Businesses looking to register products or secure operating licences in the UK may be required to pay extra fees following Brexit.
As UK lawmakers look to prepare the statute book for a post-EU existence, they have granted the government powers to introduce new levies on businesses in order to fund regulators.
UK businesses currently operate under the umbrella of the EU regulatory bodies whose post-brexit function will have to be absorbed by already stretched UK regulators. Parliament will now have the power to introduce fees or increase taxes on businesses in order to pay for the expanded portfolio of bodies like the Competition and Markets Authority, which said in its annual report that they would have to be “sufficiently resourced for a greater caseload.”
For businesses starting up in the UK, they may not notice much of a change — other than their fees and taxes going to the UK government rather than the EU. However, for businesses looking to expand from the EU to the UK, the extra fees would be an added burden.
For businesses outside Europe, it will mean paying twice (once to the UK and once to the EU) to have access to the same markets currently available under one EU charge.
This will hit tech companies particularly hard, partly due to the startup-heavy nature of the industry. Tech companies also tend to “go international” very early on in their life cycles, which will result in young businesses having to fork out more for access to the UK market.
Notes accompanying the European Union Withdrawal Bill said the increase in business levies would “mitigate the burden on the general taxpayer to pick up the cost of all functions transferred from the EU to the UK.”

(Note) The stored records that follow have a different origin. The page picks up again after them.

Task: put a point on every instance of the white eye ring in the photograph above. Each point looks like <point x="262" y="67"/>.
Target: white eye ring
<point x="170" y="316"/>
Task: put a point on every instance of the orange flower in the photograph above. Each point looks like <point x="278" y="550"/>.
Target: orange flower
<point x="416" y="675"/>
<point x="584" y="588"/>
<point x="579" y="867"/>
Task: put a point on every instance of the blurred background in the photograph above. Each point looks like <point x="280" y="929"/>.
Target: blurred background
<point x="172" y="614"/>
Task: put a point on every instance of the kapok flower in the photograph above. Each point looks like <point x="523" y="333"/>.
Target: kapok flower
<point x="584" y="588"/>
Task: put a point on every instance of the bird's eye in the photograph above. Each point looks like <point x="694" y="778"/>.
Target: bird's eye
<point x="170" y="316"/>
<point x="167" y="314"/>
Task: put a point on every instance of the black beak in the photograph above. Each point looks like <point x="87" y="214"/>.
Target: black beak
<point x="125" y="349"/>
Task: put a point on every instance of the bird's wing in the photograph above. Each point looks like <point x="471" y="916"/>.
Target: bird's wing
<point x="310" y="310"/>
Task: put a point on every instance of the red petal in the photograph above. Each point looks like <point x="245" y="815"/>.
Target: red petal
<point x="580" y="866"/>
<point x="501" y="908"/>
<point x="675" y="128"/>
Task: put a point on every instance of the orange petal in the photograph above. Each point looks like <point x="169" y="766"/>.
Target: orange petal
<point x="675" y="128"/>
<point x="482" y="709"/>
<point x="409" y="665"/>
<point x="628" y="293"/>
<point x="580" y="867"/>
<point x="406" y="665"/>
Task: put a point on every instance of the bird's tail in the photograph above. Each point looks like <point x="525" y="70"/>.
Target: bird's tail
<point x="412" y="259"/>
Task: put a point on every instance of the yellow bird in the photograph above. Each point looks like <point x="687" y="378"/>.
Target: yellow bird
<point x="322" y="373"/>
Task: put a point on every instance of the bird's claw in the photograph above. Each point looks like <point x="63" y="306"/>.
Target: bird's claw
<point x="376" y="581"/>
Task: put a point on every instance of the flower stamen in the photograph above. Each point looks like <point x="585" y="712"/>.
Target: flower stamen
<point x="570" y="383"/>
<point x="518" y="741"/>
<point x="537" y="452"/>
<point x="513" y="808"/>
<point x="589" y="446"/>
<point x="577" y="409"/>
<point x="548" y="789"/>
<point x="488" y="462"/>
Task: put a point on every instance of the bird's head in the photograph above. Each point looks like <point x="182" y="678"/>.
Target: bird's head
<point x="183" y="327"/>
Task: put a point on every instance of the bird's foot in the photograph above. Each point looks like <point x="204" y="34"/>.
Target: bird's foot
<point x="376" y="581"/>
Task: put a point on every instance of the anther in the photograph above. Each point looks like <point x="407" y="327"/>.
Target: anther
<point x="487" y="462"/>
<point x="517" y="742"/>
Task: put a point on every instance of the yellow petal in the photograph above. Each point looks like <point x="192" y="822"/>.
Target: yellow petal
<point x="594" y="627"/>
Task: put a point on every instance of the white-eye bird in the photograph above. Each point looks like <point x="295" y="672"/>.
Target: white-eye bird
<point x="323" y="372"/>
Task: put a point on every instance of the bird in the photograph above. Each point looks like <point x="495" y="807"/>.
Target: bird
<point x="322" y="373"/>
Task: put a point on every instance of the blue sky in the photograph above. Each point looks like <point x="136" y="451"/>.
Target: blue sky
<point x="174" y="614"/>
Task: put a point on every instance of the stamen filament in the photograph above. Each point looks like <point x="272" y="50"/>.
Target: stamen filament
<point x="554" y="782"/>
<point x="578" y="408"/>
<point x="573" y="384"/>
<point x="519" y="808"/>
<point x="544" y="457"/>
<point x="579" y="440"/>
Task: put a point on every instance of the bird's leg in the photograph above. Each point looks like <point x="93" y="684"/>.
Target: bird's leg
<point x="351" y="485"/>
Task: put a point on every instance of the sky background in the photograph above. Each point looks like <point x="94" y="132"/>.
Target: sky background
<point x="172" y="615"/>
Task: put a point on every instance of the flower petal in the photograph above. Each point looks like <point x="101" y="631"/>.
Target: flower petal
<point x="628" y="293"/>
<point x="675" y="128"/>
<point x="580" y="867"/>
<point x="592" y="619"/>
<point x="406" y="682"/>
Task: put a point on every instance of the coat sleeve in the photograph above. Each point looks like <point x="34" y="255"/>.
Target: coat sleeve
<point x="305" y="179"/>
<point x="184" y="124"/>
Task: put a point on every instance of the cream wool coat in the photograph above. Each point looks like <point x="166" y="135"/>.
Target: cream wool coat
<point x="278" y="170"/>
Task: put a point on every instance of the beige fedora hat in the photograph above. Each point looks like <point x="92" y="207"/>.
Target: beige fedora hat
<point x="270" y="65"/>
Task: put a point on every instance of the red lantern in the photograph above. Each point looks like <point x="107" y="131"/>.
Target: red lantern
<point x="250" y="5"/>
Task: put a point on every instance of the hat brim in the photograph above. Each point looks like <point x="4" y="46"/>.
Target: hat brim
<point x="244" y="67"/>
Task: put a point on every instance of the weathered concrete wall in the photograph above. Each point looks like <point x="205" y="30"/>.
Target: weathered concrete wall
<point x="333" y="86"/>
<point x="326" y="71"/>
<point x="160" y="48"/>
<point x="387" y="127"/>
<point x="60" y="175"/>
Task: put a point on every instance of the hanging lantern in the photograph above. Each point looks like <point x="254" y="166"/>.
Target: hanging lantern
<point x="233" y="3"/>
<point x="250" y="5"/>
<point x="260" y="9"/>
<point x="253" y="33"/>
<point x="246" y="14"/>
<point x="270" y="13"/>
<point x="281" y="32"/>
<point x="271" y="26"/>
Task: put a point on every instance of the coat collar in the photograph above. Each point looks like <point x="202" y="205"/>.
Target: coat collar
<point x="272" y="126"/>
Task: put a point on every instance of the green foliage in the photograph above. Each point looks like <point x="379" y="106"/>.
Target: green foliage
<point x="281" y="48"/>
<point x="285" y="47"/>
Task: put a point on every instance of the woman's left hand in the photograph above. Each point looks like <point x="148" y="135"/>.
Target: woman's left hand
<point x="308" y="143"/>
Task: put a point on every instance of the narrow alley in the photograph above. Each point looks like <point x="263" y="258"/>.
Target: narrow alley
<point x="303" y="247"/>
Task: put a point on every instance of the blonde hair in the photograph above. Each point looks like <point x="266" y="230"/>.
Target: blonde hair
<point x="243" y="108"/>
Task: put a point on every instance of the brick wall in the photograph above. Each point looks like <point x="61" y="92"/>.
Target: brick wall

However, costs to businesses may easily be passed on to the consumer in the form of higher prices. And it may be that UK consumers experience a downturn in the frequency and speed of new tech products and services being available, as international businesses look to expand to the EU while putting the UK market on hold considering the higher set-up cost.
It’s unclear what the exact costs and their effect will be until specifics are published. This fits into a wider UK vs EU debate on international competition and any “race to the bottom” that may ensue once the UK departs from the EU.